Die Solarparks entstehen östlich und westlich der Autobahn A44n zwischen Bedburg und Jüchen. Sie werden auf dem Gelände des ehemaligen Tagebaus Garzweiler errichtet, wie Lars Kulik, Vorstandsmitglied von RWE Power, mitteilte. Die Anlagen nutzen rekultivierte Flächen und können an die bestehende Netzinfrastruktur des Tagebaus angebunden werden.

Katja Wünschel, CEO von RWE Renewables Europe & Australien, betonte, dass Projekte in Autobahnnähe oft von beschleunigten Genehmigungsverfahren und größerer öffentlicher Akzeptanz profitieren. RWE betreibt in der Region bereits sieben Solarparks, von denen vier über Batteriespeicher verfügen. Zudem hat das Unternehmen an einer lokalen Demonstrationsanlage Agri-Photovoltaik getestet.

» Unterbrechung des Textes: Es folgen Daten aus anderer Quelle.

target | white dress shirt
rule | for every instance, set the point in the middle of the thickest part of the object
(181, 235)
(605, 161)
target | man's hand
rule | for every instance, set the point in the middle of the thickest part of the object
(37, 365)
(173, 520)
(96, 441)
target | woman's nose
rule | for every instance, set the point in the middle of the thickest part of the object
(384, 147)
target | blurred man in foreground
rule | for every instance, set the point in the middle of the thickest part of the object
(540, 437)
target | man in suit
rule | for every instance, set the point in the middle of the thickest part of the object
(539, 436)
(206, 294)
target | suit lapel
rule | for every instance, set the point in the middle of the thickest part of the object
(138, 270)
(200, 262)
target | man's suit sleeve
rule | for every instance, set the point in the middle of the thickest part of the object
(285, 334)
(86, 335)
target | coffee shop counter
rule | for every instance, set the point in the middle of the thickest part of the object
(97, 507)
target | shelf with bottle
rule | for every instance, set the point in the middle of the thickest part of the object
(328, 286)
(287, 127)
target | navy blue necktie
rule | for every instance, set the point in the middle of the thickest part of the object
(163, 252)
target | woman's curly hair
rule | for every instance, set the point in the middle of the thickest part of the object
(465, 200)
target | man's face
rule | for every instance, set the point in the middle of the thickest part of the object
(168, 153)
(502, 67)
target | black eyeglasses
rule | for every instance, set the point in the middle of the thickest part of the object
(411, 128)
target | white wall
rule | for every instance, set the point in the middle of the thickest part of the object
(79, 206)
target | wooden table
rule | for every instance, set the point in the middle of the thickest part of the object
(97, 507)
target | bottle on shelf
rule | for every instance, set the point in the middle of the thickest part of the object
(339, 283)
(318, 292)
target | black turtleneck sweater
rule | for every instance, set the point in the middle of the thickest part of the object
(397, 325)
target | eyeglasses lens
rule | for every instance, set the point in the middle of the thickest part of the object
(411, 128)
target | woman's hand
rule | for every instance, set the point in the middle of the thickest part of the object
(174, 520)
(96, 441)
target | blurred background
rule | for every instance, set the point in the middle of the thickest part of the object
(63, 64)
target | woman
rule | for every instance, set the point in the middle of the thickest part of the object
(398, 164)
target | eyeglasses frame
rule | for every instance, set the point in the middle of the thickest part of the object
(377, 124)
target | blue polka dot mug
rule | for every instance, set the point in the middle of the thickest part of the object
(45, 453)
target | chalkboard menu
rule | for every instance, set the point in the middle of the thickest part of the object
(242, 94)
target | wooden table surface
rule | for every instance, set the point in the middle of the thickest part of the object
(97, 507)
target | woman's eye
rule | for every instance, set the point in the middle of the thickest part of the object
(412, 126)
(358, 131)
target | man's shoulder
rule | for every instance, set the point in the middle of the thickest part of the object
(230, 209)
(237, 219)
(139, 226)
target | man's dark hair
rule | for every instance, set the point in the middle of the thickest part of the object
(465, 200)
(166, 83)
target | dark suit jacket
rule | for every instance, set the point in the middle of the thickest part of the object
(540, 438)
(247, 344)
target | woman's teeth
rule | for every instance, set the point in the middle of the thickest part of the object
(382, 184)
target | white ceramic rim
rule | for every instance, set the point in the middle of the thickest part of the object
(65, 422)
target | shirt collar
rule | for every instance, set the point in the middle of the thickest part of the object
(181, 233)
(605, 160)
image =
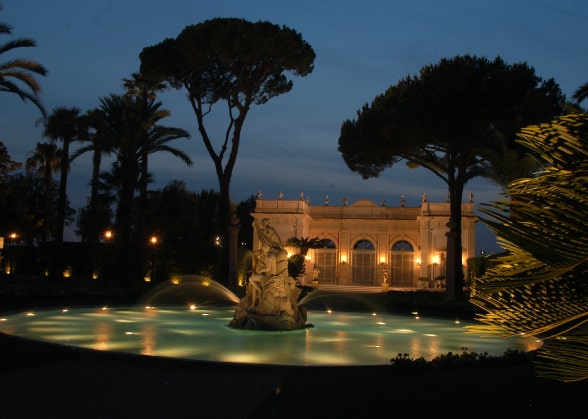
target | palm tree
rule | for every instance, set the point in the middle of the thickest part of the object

Die Bauarbeiten sollen in Kürze beginnen, mit dem Ziel, die neuen Solarparks noch bis Jahresende ans Netz zu bringen. Die Projekte tragen zu RWEs Ziel bei, in der Region mindestens 500 Megawatt zusätzliche Solar- und Windkapazitäten zu erschließen.

Die neuen Solarparks werden das regionale Stromnetz um 86,5 Megawatt verstärken. Durch die Nutzung bestehender Infrastruktur und rekultivierter Flächen sollen Effizienzgewinne erzielt werden. Die Vorhaben unterstreichen das Engagement von RWE für den weiteren Ausbau erneuerbarer Energien im Rheinland.